DaBomb Protein Corp (達邦蛋白), which makes advanced soybean meal animal feed, is optimistic about business growth in China as the country tightens regulatory standards in light of rising food safety risks.
The agricultural technology company manufactures soybean meal with its proprietary peptide hydrolysis technology that has several benefits for livestock, including boosting animals’ immune system, balancing their intestinal microflora and high protein digestibility.
The company’s advanced soybean meal is designed to cut reliance on harmful antibiotic additives and has earned Hazard Analysis and Critical Control Point (HACCP) and ISO 22000 certifications from SGS SA.
China — the world’s largest livestock farming and animal feed market — is to ban the use of human and animal antibiotics additives in livestock feed from 2020, making the company’s products a good fit for the market, DaBomb chairwoman Liu Yu-fen (劉郁芬) told an investors’ conference in Taipei yesterday ahead of the company’s listing on the over-the-counter Taipei Exchange on Sept. 18.
China represents 64 percent of the world’s aquaculture output and 48.42 percent of global pork production, said the company, named for a slang term meaning “the best.”
Regulators and livestock farmers have been shifting away from feeding animals protein derived from other animals to reduce the risk of epidemics including mad cow disease, Liu said.

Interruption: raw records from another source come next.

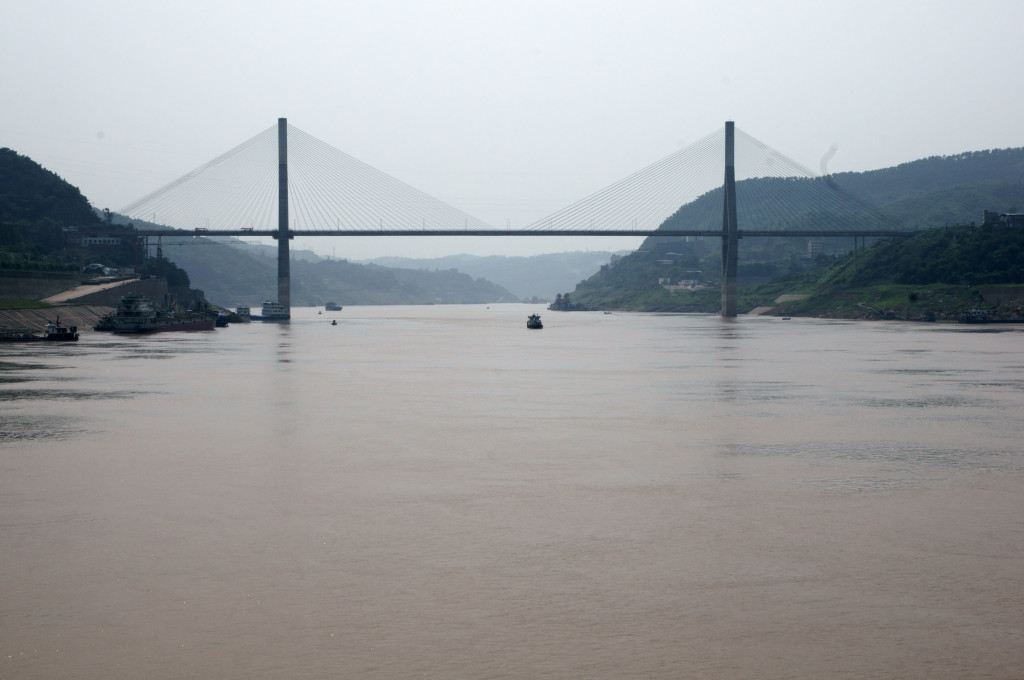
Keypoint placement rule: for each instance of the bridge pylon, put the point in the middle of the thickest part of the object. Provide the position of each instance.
(284, 234)
(730, 236)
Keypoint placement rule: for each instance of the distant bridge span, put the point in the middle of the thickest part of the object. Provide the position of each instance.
(740, 234)
(729, 234)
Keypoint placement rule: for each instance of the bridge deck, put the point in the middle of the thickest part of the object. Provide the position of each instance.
(807, 234)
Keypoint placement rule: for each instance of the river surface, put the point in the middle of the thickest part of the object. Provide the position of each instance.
(437, 492)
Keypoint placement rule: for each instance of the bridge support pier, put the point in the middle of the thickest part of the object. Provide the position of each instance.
(730, 238)
(284, 235)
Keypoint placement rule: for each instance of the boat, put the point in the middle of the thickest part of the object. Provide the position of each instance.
(105, 323)
(240, 315)
(137, 313)
(52, 332)
(273, 311)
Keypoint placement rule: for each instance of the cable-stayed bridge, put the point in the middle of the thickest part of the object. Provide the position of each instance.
(285, 183)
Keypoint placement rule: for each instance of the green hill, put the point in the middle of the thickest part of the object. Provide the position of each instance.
(931, 193)
(43, 219)
(938, 272)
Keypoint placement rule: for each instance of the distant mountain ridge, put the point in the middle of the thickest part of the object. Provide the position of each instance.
(539, 277)
(930, 193)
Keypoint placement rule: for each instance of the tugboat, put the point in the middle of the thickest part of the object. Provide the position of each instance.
(273, 311)
(54, 331)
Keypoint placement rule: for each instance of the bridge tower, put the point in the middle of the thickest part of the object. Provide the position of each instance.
(284, 235)
(730, 239)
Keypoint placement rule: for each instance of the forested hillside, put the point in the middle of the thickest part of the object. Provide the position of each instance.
(931, 193)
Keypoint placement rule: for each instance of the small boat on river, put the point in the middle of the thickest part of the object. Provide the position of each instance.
(52, 332)
(273, 311)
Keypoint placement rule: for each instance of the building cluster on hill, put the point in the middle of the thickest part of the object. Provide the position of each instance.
(1004, 220)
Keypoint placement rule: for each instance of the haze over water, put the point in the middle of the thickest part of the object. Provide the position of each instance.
(438, 492)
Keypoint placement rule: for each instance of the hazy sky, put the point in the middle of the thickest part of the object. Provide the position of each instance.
(506, 110)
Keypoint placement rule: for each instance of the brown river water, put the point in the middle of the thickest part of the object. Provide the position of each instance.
(437, 492)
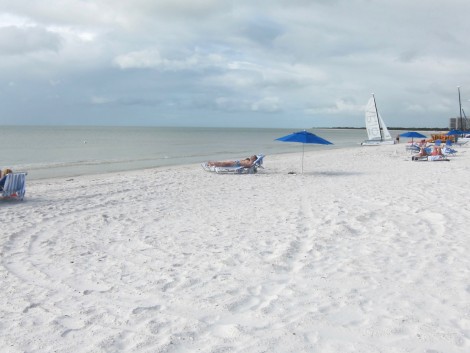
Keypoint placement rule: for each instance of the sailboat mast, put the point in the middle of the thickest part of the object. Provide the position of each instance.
(378, 120)
(460, 106)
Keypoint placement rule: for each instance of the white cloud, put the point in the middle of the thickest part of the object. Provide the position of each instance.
(320, 58)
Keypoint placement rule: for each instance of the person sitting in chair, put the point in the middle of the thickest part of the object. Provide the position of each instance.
(247, 163)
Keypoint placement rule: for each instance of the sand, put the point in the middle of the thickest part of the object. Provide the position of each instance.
(366, 251)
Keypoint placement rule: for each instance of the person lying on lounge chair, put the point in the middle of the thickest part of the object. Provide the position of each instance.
(247, 162)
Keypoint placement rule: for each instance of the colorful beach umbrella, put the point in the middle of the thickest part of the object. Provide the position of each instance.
(304, 137)
(455, 132)
(412, 134)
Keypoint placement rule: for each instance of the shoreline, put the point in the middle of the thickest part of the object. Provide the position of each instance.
(364, 249)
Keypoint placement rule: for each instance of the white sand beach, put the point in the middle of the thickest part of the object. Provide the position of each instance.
(366, 251)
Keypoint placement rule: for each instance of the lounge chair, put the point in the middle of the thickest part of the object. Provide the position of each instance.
(258, 163)
(447, 150)
(15, 186)
(430, 158)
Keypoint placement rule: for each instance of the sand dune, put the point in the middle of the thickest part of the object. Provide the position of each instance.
(366, 251)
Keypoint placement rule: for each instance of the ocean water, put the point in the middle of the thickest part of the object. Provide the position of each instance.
(46, 152)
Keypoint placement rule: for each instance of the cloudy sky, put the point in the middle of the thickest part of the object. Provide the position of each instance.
(263, 63)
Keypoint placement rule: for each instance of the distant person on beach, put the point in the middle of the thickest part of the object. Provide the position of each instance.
(3, 176)
(422, 152)
(247, 162)
(437, 151)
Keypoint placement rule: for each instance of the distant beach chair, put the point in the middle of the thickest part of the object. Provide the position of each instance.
(258, 163)
(15, 186)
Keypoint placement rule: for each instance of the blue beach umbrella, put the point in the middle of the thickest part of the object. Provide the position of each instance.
(304, 137)
(412, 134)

Soybean meal is also cheaper to produce than fishmeal, and the company’s products help achieve comparable bulking of livestock while ensuring ideal flavor and texture of end product meats, the firm said.

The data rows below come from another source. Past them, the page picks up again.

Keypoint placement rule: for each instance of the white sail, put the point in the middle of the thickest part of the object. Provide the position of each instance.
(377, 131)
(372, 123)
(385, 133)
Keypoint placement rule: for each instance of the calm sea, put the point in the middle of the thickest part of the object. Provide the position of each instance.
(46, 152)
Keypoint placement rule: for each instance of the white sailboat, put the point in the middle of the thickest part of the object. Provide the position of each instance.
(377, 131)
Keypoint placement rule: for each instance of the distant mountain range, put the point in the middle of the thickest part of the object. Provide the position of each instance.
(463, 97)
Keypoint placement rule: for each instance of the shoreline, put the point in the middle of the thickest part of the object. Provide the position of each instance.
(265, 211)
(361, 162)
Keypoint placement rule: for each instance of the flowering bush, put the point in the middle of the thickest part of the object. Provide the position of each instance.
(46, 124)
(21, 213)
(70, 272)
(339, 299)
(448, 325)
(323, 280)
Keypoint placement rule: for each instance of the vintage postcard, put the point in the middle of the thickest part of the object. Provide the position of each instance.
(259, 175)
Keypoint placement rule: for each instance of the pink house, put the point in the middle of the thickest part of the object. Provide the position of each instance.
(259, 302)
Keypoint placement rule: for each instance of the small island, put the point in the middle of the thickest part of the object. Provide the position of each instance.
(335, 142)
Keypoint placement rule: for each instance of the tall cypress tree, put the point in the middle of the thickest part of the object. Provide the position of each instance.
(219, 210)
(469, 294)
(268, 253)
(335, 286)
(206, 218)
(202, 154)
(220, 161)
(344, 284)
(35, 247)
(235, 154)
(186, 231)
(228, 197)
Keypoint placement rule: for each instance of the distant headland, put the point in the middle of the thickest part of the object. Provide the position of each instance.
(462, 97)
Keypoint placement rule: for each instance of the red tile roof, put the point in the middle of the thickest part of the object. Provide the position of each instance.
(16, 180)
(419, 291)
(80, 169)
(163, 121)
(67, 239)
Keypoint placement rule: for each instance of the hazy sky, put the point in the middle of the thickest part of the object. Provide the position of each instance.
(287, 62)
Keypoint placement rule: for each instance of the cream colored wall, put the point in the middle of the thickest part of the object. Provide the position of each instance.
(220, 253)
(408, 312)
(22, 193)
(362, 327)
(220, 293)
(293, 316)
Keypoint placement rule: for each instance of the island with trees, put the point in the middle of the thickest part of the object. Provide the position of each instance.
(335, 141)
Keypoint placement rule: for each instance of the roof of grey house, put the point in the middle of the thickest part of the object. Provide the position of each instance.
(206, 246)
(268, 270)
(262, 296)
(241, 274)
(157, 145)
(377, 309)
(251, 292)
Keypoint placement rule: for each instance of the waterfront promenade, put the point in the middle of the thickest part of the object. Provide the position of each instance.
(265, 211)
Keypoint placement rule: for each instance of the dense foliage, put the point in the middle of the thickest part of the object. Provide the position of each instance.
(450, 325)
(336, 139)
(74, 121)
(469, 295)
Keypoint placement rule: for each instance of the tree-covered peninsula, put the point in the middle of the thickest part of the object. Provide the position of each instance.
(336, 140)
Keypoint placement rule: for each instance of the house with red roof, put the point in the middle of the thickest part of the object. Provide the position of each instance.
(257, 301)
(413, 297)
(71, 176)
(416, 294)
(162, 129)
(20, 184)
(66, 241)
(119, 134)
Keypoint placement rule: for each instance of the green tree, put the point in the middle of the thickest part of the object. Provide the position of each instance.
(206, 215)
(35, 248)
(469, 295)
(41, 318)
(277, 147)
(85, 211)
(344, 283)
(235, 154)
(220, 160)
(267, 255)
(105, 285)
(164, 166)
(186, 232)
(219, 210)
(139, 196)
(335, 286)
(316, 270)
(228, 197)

The company’s new plant in Zhangzhou in China’s Fujian Province is to start mass production in the second half of next year, it said.
With an estimated annual capacity of 28,000 tonnes of soybean meal, the plant is projected to boost the company’s annual sales by NT$600 million to NT$700 million (US$19.45 million to US$22.69 million), Liu said, adding that funding the plant’s construction was what motivated her to take the company public.
However, several risks remain for the company, including its reliance on soybean imports, and vulnerability to commodity pricing and foreign exchange volatility, the company said in its listing filings.
Even as the company expands into China, about 70 percent of the company’s sales over the past two years were derived from Vietnam, where pork prices have been rocked by an outbreak of swine disease and export bans, the filings showed.
While the company is expanding to the pet food, household goods, agricultural and personal care segments, its current offerings are limited to livestock feed.
In the April-to-June quarter, the company’s net income grew 65.02 percent annually to NT$7 million, while sales grew 7.06 percent to NT$562 million. Earnings per share were NT$0.27.